A norma dell’art. 366 c.p.c., n. 4, il ricorrente è onerato dell’indicazione dei motivi per i quali chiede la cassazione della sentenza, indicando precipuamente le norme di diritto sui cui si fondano. La disposizione merita di essere letta congiuntamente con la previsione dell’art. 366 c.p.c., n. 6, a mente del quale l’ammissibilità del ricorso è condizionata dalla specifica indicazione degli atti processuali, dei documenti e dei contratti o accordi collettivi sui quali esso si fonda.
Nel ricorso in esame manca ogni menzione degli atti intorno ai quali la censura è articolata, della fase processuale di riferimento e del fascicolo in cui gli stessi si rinvengono. Ne deriva l’assenza dell’insieme degli elementi necessari a costituire la ragione della cassazione della sentenza di merito. Il ricorso è inammissibile anche sotto diverso profilo, difettando, invero, di chiarezza e di sinteticità espositiva, di guisa che le doglianze sollevate risultano di ostica intelligibilità, in violazione del disposto dell’art. 366 c.p.c., nn. 3 e 4 (Cass., sent. 21297/2016; Cass., sent. 19048/2016; Cass., sent. 9888/2016; Cass., sent. 14784/2015).
6.1. Deve inoltre farsi luogo alla condanna prevista dalla disposizione di cui all’art. 385 c.p.c., comma 4 (applicabile nella specie ratione temporis, dal momento che la sentenza impugnata è stata pronunziata in data successiva al 2 marzo 2006 ed il giudizio di primo grado ha avuto inizio in data anteriore al 4 luglio 2009: cfr. Cass., Sez. 5, Sentenza n. 15030 del 17/07/2015, Rv. 636051 – 01; Sez. 6 – 3, Ordinanza n. 2684 del 10/02/2016, Rv. 638868 – 01; Sez. 3, Sentenza n. 20732 del 14/10/2016, Rv. 642925 – 01).

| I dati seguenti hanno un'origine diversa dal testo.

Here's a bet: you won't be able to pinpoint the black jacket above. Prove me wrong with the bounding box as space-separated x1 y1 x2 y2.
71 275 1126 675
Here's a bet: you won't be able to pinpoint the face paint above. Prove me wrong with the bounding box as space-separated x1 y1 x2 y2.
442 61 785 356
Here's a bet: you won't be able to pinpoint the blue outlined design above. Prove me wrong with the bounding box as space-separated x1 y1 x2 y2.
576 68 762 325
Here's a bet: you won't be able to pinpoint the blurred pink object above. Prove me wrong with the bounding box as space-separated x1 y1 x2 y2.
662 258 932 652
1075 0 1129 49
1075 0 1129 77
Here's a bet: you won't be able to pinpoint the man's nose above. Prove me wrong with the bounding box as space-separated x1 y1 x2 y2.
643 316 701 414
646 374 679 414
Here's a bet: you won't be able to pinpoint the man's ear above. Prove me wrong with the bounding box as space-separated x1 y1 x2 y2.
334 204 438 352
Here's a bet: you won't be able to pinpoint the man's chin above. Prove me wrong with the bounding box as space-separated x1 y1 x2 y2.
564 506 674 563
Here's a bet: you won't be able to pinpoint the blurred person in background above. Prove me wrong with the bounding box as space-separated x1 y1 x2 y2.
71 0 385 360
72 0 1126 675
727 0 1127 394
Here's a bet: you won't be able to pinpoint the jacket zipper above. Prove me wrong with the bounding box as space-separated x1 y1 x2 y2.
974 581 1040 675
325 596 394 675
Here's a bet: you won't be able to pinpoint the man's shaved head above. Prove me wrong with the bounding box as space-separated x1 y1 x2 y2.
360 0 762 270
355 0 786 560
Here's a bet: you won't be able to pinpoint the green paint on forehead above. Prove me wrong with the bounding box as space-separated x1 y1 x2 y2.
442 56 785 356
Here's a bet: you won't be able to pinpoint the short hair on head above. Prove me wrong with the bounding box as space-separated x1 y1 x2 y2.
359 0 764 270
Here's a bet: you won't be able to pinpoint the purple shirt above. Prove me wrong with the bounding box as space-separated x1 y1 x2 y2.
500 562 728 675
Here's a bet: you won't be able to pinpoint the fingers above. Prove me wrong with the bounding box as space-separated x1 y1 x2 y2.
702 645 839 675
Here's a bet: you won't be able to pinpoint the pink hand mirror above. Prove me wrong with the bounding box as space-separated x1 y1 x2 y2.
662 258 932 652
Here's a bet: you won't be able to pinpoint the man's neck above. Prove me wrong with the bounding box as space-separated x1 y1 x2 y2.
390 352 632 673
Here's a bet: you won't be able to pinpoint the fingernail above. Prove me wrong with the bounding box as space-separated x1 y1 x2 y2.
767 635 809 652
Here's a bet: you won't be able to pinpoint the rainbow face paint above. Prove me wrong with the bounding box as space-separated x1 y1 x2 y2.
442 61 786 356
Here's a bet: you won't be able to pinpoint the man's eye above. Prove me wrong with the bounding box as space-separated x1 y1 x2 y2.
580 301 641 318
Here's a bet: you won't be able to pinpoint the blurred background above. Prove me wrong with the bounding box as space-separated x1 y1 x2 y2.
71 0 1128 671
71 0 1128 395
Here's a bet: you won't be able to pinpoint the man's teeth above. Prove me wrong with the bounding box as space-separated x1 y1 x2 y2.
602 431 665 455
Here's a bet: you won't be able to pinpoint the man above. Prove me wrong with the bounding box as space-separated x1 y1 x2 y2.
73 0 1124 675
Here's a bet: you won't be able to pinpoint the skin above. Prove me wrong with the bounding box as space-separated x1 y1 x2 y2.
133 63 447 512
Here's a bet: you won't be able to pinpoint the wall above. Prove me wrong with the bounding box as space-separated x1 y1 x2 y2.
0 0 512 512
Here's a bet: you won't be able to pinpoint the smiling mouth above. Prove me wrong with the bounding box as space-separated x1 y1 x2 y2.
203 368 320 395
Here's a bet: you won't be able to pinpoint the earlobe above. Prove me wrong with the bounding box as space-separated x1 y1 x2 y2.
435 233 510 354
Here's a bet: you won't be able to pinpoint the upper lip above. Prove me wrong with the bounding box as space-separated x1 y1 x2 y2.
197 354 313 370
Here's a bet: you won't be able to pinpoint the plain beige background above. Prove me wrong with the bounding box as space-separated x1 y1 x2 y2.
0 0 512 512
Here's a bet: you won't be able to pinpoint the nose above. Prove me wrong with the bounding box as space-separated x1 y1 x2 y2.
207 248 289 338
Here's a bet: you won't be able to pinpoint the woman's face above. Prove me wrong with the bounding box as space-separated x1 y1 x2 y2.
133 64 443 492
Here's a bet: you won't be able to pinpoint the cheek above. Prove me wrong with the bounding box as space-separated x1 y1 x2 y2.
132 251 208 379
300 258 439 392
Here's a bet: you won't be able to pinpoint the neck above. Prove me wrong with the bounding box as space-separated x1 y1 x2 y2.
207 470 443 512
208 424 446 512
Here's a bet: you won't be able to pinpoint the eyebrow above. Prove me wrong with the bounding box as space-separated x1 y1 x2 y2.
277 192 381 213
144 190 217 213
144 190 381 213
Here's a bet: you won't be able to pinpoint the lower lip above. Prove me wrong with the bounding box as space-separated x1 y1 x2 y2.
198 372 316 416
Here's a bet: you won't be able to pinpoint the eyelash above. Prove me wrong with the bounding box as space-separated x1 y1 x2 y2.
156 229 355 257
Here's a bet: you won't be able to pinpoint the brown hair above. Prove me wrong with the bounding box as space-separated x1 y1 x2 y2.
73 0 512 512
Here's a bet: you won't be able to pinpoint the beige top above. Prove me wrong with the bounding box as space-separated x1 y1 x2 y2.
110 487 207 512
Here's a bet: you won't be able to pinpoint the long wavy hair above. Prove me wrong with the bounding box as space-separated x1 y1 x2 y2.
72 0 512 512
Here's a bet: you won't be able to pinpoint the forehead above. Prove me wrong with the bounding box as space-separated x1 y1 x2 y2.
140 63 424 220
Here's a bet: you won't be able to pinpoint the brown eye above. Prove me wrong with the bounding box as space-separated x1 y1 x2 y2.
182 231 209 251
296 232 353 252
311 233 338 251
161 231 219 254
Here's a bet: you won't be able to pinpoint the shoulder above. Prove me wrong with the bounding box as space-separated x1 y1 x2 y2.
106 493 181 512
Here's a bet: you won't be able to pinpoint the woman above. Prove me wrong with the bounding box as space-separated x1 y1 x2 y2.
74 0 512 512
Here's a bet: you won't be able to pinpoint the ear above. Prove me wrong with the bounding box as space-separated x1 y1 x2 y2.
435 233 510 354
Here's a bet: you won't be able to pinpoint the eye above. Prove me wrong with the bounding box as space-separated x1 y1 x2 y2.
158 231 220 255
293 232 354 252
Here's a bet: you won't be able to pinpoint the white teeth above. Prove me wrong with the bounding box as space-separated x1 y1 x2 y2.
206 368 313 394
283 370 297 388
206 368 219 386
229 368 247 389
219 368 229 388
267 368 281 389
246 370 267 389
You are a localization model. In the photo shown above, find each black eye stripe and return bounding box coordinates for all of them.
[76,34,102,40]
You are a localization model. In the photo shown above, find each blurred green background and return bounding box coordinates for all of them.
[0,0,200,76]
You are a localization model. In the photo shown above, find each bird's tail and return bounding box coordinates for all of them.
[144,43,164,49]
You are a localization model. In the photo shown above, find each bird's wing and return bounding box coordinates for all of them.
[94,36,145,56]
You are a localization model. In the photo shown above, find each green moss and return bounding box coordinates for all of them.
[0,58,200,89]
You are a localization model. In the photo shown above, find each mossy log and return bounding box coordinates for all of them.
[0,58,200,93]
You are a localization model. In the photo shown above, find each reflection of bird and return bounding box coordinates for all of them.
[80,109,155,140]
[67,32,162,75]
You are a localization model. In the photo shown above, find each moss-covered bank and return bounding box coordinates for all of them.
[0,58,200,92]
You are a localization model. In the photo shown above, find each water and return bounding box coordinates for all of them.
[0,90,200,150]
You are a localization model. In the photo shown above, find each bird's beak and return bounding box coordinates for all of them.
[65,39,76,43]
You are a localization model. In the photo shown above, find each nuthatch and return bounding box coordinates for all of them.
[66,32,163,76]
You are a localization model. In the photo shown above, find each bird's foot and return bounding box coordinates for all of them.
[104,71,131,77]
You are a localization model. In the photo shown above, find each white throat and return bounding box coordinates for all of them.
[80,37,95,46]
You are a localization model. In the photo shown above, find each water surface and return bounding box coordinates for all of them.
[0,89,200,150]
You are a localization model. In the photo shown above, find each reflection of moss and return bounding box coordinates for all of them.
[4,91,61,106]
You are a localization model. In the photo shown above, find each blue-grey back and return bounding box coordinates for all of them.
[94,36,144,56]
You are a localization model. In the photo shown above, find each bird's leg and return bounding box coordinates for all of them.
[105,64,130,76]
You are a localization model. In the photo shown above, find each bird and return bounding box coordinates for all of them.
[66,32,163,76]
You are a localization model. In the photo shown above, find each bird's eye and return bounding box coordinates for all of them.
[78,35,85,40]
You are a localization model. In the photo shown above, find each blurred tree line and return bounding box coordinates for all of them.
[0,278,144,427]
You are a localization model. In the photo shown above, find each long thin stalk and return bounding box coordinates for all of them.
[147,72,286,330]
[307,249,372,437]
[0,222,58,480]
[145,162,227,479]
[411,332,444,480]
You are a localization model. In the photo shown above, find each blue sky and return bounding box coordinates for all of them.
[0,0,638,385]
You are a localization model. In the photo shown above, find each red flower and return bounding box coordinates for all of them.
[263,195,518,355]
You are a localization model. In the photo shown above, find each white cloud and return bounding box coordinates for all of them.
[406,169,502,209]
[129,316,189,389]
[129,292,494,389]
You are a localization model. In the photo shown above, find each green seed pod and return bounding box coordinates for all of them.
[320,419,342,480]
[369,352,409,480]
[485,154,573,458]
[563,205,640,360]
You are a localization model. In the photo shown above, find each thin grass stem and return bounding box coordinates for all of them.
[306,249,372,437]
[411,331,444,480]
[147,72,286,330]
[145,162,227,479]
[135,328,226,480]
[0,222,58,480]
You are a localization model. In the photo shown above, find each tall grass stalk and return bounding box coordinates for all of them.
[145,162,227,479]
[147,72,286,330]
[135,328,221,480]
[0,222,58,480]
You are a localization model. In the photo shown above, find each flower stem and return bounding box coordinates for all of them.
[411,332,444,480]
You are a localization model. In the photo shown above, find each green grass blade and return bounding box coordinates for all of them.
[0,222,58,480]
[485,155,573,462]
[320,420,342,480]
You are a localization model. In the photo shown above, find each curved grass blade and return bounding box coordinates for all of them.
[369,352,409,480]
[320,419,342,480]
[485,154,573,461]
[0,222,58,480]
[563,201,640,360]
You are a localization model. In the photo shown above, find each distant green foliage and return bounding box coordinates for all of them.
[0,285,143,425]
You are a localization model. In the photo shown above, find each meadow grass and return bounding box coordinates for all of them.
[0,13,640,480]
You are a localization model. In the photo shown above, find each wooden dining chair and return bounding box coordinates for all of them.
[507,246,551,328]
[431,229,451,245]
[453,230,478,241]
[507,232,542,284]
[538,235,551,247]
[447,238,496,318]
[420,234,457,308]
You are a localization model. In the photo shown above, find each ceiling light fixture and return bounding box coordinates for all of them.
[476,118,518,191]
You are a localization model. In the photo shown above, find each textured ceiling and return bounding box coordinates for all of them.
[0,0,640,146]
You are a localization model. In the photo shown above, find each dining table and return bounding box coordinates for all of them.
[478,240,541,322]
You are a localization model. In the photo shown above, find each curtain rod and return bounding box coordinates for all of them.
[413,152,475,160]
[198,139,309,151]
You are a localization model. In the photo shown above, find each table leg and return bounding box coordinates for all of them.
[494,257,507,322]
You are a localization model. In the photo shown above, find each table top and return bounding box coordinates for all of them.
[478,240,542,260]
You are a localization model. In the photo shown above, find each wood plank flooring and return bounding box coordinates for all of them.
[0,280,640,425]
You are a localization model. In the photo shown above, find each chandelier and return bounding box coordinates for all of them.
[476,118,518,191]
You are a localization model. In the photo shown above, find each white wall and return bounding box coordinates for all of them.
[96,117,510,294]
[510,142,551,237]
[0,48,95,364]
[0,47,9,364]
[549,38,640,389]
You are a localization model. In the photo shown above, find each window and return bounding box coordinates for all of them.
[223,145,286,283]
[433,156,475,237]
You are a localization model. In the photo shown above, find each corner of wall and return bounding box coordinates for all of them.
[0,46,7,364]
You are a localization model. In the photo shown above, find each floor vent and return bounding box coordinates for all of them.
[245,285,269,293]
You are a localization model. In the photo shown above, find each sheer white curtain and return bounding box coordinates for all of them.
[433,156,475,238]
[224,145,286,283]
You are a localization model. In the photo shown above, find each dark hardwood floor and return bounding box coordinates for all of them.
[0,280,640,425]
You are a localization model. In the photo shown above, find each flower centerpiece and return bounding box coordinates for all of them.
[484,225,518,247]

Il ricorso è stato infatti giudicato inammissibile, e dunque l’impugnazione risulta proposta da parte ricorrente con colpa grave, dovendosi certamente ritenere in una siffatta ipotesi percepibile dal legale abilitato all’esercizio presso le giurisdizioni superiori (professionista del cui operato la parte risponde ai sensi dell’art. 2049 c.c.: cfr. Cass., Sez. 3, Sentenza n. 20732 del 14/10/2016, Rv. 642925 – 01), sulla base della diligenza cui è tenuto per la prestazione altamente professionale che fornisce, l’avanzare una impugnazione di legittimità in violazione dell’art. 345 c.p.c..
La Corte stima, peraltro, equo contenere tale condanna nella misura di Euro 4.200,00 in favore della parte controricorrente.
7. Le spese del giudizio di legittimità seguono la soccombenza.
8. Infine, dal momento che il ricorso risulta notificato successivamente al termine previsto dalla L. n. 228 del 2012, art. 1,comma 18, deve darsi atto della sussistenza dei presupposti di cui al D.P.R. n. 115 del 2002, art. 13, comma 1 quater, introdotto dalla citata L. n. 228 del 2012, art. 1, comma 17.
PQM
la Corte dichiara inammissibile il ricorso e condanna la ricorrente al pagamento in favore della controricorrente, delle spese del giudizio di legittimità che liquida in Euro 6.200,00 per compensi, oltre alle spese forfettarie nella misura del 15 per cento, agli esborsi liquidati in Euro 200, ed agli accessori di legge, condanna altresì la società ricorrente al pagamento di Euro 4.200, ai sensi dell’art. 385 c.p.c., comma 4.
Ai sensi del D.P.R. n. 115 del 2002, art. 13, comma 1 quater, inserito dalla L. n. 228 del 2012, art. 1, comma 17, dà atto della sussistenza dei presupposti per il versamento, da parte del ricorrente principale, dell’ulteriore importo a titolo di contributo unificato pari a quello dovuto per il ricorso principale, a norma del citato art. 13, comma 1-bis.
Così deciso in Roma, nella Camera di consiglio della Sezione Terza Civile della Corte Suprema di Cassazione, il 6 dicembre 2018.